The reason it can do this, of course, isn’t its size. At 2.4 meters, Hubble is pretty large, but we have plenty of 8-meter and 10-meter telescopes here on Earth, which could get much better resolution than Hubble if they were in space. No, Hubble’s advantage is its location.

Image credit: NASA, retrieved from the Urban Astronomer.

While ground-based telescopes have the entire atmosphere to contend with, complete with turbulent air, a slew of different, moving layers, and intervening molecules, Hubble is literally above all that. Despite their extra size, ground based telescopes haven’t been able to compete because of the atmosphere.

But a new technology — adaptive optics — is changing all of that. Here’s how it works.

Image credit: Gemini Observatories, NSF / AURA, CONICYT.

You start by shooting a powerful laser with very well-defined frequencies, like this sodium laser, creating a guide star that’s in the direction you’re taking your observational data. You’re seeing light from all of the actual stars, galaxies, etc. — you know, the real observing targets — as well as your artificial guide star. The beauty of using a sodium laser is that, around 100 km up, there’s a thin layer of sodium in Earth’s atmosphere that will absorb and re-emit the light back towards your telescope.

All the light that comes in, both from your real targets and from your guide star, gets distorted by the atmosphere. But, since you know what your guide star is supposed to look like, you can take the blurred, incoming signal from the guide star, and compute what type of weird, fun house-style mirror you’d need to un-blur the image!

Image credit: retrieved from Isa Garcia's blog.

Just like a fun house mirror distorts normal images, the right fun house mirror can fix distorted images, if you create just the right mirror. But if you can create the proper mirror to fix the guide star (i.e., the light from the laser), you can also fix the light from your observing targets! Creating a system that continuously adapts its mirror to the changing atmosphere, giving you an undistorted image of your observing target at the end, is the end-all goal of adaptive optics.

Video credit: 3 minute visualization of an AO system, by Gemini Observatory.

And when this is put into practice, adaptive optics is capable of taking what looks like turbulent, nonsense noise and turning it into a crystal-clear, real-time image of what actually lies out there in the Universe.

Want to see it in action? Take a look at this 2006 video of adaptive optics taking on a binary star system; you seriously won’t believe it.

Movie Credit: Guido Brusa, CAAO, Steward Observatory.

That was then.

Just a couple of months ago, Gemini South Observatory released their first light image from GeMS/GSAOI, the world’s most advanced adaptive optics system, attached to the 8-meter Gemini Telescope. And wouldn’t you know which object they happened to take a look at for their very first image?

Image credit: Gemini Observatory / NSF / AURA / CONICYT / GeMS/GSAOI.

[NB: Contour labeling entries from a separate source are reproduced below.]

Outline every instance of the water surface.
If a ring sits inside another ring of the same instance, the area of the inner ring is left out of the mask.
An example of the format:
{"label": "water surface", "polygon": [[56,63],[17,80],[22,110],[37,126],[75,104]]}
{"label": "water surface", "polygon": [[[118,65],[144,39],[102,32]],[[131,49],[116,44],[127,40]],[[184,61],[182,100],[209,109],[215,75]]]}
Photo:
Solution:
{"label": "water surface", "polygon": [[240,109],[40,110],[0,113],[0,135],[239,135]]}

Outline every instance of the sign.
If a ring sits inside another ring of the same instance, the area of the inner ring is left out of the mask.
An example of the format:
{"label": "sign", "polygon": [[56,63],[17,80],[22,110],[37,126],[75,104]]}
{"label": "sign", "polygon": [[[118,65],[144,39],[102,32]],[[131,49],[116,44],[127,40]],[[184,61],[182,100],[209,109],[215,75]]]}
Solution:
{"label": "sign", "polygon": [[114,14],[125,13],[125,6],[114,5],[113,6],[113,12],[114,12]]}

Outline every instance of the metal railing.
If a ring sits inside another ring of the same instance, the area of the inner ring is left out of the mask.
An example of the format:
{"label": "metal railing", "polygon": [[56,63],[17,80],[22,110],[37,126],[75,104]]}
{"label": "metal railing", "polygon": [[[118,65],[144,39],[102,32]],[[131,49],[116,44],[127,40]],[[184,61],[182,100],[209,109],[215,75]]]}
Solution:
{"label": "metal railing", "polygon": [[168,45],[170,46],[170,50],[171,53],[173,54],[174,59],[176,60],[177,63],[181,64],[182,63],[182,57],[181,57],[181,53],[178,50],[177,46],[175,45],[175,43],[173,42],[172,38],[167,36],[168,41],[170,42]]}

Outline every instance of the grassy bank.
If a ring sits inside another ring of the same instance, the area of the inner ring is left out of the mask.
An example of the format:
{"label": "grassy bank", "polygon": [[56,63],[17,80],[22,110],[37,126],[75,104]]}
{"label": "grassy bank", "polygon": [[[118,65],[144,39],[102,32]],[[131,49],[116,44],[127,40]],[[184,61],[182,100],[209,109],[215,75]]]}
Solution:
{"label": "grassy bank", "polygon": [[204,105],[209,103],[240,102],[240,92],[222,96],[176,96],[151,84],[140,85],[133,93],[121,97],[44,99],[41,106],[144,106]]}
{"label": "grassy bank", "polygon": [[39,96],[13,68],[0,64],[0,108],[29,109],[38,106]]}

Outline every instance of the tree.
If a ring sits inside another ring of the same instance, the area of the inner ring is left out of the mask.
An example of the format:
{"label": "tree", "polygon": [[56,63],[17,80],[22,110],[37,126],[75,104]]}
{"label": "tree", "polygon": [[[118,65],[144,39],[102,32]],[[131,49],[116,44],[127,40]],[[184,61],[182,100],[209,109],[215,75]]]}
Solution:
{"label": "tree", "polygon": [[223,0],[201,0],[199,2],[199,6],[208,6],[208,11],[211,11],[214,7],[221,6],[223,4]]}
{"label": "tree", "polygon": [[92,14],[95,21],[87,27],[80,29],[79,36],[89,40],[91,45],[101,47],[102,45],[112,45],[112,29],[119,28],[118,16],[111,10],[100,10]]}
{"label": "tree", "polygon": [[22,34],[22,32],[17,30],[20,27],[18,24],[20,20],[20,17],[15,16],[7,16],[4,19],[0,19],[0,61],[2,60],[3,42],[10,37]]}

Wouldn’t you know: it’s globular cluster NGC 288! As the GeMS Principal Investigator, François Rigaut was absolutely amazed at this image, and said,

We couldn’t believe our eyes! The image of NGC 288 revealed thousands of pinpoint stars. Its resolution is Hubble-quality – and from the ground this is phenomenal. This is somewhat uncharted territory: no one has ever made images so large with such a high angular resolution.

Although all of that is true, I think University of Toronto Astronomer Roberto Abraham more encapsulated my reaction to this image, when he said,

This is fan-freaking-tastic!!!!!!!

And it is! If you horizontally flip and (slightly) rotate the raw image, you can actually overlay it atop the Hubble image back at the top of the page, and compare these two directly!

At this zoomed-out resolution, it doesn’t look all that impressive, especially considering the monochrome nature of the ground-based image.

But let’s take a look at a very small region — those four bright horizontal stars towards the center of the above image — with both the Hubble Space Telescope and the Gemini telescope with the new adaptive optics!

Even at first light — with its very first image — the GeMS/GSAOI adaptive optics were easily just as good as Hubble’s resolution, the first time that a ground-based telescope has ever done that!

Of course, that was like, two months ago already, so Gemini has since gone on to take even higher resolution images than Hubble can, like this one of NGC 2362.

Image credit: Gemini Observatory / GeMS/GSAOI.

Sorry that there’s no Hubble image of this to compare with, only a Spitzer image that really looks like a joke, particularly next to the full-resolution Gemini version. When you’re looking at the image above, remember that each quadrant is less than one ten-thousandth of a square degree! Highest. Resolution. Image. Ever.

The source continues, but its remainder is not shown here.